Hacker News new | past | comments | ask | show | jobs | submit login

I've had three primary uses of web scraping. The hard part for me has never been speed. Getting the results structured is somewhere between easy and hideously complicated.

1. Reformatting and content archival (lag times of hours to days are no prob).

As an example, I put together a site to archive comments of a ridiculously prolific commenter on a site I follow. I needed the content of his comments, as well as the tree structure to shake out all the irrelevant comments leaving only the necessary context. Real time isn't an issue. Up until recently it ran on a weekly cron job. Now it's daily.

2. Aggregating and structuring data from disparate sources (real time can make you money).

I work in real estate. Leasing websites are shitty and the information companies are expensive and also kinda shitty. Where possible we scrape the websites for building availability but a lot of time that data is buried in PDFs. For a lot of business domains, being able to scrape data in a structured way from PDFs would be killer if you could do it! I guarantee the industries chollida1 mentioned want the hell out of this too. We enter the PDFs manually. :(

Updates go in monthly cycles, timeliness isn't a huge issue. Lag times of ~3-5 business days are just fine especially for the things that need to be manually entered.
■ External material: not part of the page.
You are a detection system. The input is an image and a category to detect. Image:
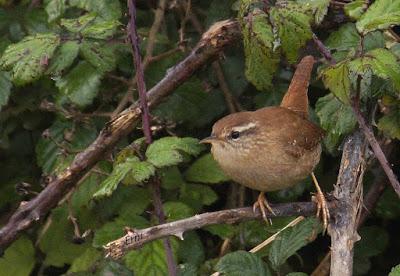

This is exactly the sort of scraping that Pricenomics is doing [1]. They charge $2k/site/month. Hopefully y'all are making that much.

3. Bespoke, one shot versions of #2.

One shot data imports, typically to initially populate a database. I've done a ton of these and I hate them. An example is a farmer's market project I worked on. We got our hands on a shitty national database of farmers markets, I ended up writing a custom parser that worked in ~85% of cases and we manually cleaned up the rest. The thing that sucks about one shot scrape jobs from bad sources is that it almost always means manual cleanup. It's just not worth it to write code that works 100% when it will only be used once.

Make any part of structuring scraped data easier and you guys are awesome!

[1] http://priceonomics.com/data-services/

There are services that cover at least part of what you mentioned. These effectively provide you a tool to visually build a scraper and then they automate the scraping in the background, creating an API or spreadsheet of the data.

Import.io is one example, and I think there's another more recent YC-backed one. However, I tried using import.io a little while back but without much joy.

I think import.io is buggy to say the least, having used it in the past to scrape some websites, it was pain to work with. Kimonolabs is still very lacking in terms of ability to handle different websites, it is very much limited to a certain portion of the web, it looks like they are more about creating APIs...APIs that people are supposed to find interesting and valuable but like the topic of this question, it seems like it's only valuable to someone who has a direct need for that dataset, by itsef would serve no interest to say.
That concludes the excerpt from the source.